Q. During her last two years of agony, my mother would look at me and her doctors and nurses often and say, “Can’t you just give me a little black pill?” It was obvious to all of us what she meant and, of course, all we could say was that we couldn’t do that, but we would do everything possible to aid her comfort and reduce her pain.
Mom had some mild memory loss at the time, but certainly not severe dementia. I had Power of Attorney over her health, though I consulted my whole family on all important issues. In her Advance Directive, mom had requested her doctor and agent enter a Do Not Resuscitate clause and, as a family, we of course supported her choice. Mom spent her final days in the hospital, and sadly, she died a few months ago, in pain.

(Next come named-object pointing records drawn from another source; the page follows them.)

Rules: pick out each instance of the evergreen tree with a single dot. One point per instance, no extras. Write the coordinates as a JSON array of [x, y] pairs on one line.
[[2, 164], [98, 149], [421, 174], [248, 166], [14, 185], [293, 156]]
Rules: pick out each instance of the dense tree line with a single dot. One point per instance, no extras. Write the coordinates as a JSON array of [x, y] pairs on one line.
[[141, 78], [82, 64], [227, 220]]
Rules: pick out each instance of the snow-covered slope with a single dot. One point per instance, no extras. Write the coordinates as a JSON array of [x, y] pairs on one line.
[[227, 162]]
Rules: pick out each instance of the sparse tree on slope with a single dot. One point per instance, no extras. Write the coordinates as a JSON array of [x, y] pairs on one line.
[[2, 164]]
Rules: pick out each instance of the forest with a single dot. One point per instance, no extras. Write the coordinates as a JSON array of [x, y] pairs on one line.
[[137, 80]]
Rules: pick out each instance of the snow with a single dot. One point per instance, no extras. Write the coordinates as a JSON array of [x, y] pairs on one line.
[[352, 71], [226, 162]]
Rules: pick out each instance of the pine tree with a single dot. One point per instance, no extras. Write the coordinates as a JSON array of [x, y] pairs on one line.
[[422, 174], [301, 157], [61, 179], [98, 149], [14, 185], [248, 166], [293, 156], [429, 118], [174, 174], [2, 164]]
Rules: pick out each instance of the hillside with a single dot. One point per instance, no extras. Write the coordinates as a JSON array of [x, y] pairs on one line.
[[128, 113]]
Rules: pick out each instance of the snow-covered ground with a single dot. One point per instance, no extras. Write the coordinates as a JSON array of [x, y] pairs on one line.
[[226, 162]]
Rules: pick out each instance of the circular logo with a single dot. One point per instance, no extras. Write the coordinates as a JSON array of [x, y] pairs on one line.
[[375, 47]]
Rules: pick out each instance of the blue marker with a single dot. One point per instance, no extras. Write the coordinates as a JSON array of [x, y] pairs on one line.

In thinking about her situation, what if I had a legal option that would have enabled me to honor mom’s request to free her from her pain much sooner? It was obvious that she was slowly dying anyway. Would I have helped her by telling the doctor to put her out of her misery? I believe I would have truly honored her wishes, but the option was not there yet, and her memory loss would likely complicate things even further.
I have read about people who find out they have Alzheimer’s and don’t want to lose their memory or burden their family. And, I’ve experienced with my mother seeing someone in pain begging to end it all. What are the legalities of assisted suicide for people who have Alzheimer’s or another form of dementia? And, what can we do to make sure our wishes are known and followed by our loved ones?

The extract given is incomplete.